Zu hören sind einige Streicher, die aber keine Melodie spielen, sondern nur einen Klangteppich ausbreiten für einen unglaublich intensiven Bass, der das ganze Album über präsent sein wird - wenn auch nicht immer an vorderster Stelle.
"Takk" hat es nicht leicht, neben den Überalben "()" und "Agaetis Byrjun" zu bestehen, zu intensiv, zu melancholisch, zu perfekt kommen sie daher.
Deshalb ist es eine umso positivere Überraschung, dass "Takk" ein ganz kleines bisschen zugänglicher und leichter erscheint als seine Vorgänger, ohne dabei an Emotionalität vermissen zu lassen.
Der Sound wurde sozusagen behutsam entstaubt und erscheint darum sehr frisch.
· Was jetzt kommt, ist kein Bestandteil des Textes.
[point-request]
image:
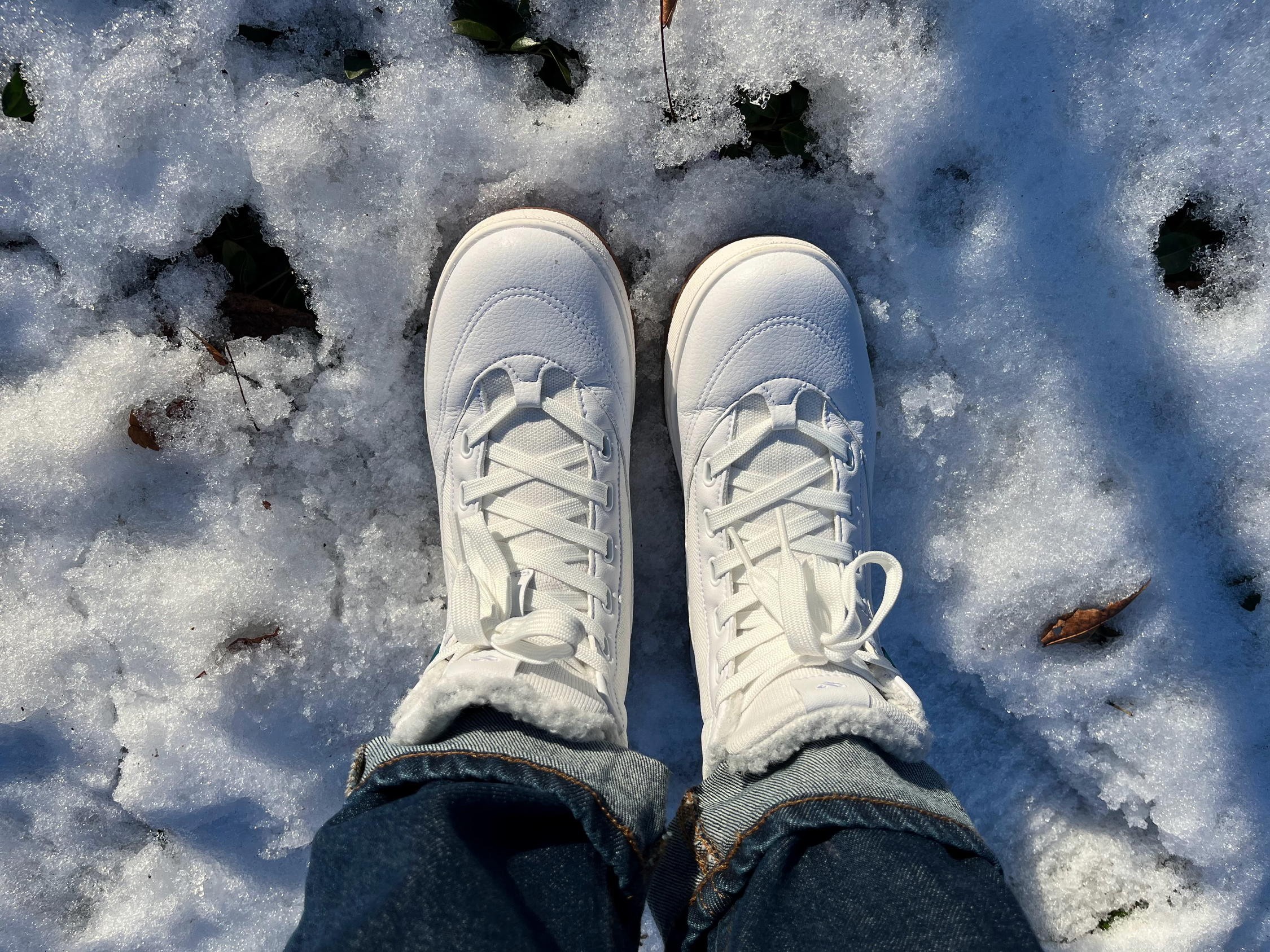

Auch in diesem Album gibt es Melodiefragmente, die zum Sterben schön sind und scheinbar selbstverständlich zwischen dem getragenen Gesang und den Gitarrenwänden sowie diversen Klangexperimenten und dem Orchester auftauchen.
Die Klaviermelodie auf "Hoppipolla" ist ein solches Beispiel und erinnert sehr schön an "()" und "Agaetis Byrjun", ohne ein Plagiat zu sein.
Einziger Wehrmutstropfen: Die wie ein sehr schönes Buch gestaltete Hülle ist einzig und allein dies: eine Hülle.
Leider fehlt ein Booklet oder Ähnliches, aber angesichts der Musik kann ich das verschmerzen.
"Takk" ist ein schönes, ein trauriges, ein wunderbares Album.
Eines meiner ganz großen Highlights in diesem Jahr und stimmig für den Herbst.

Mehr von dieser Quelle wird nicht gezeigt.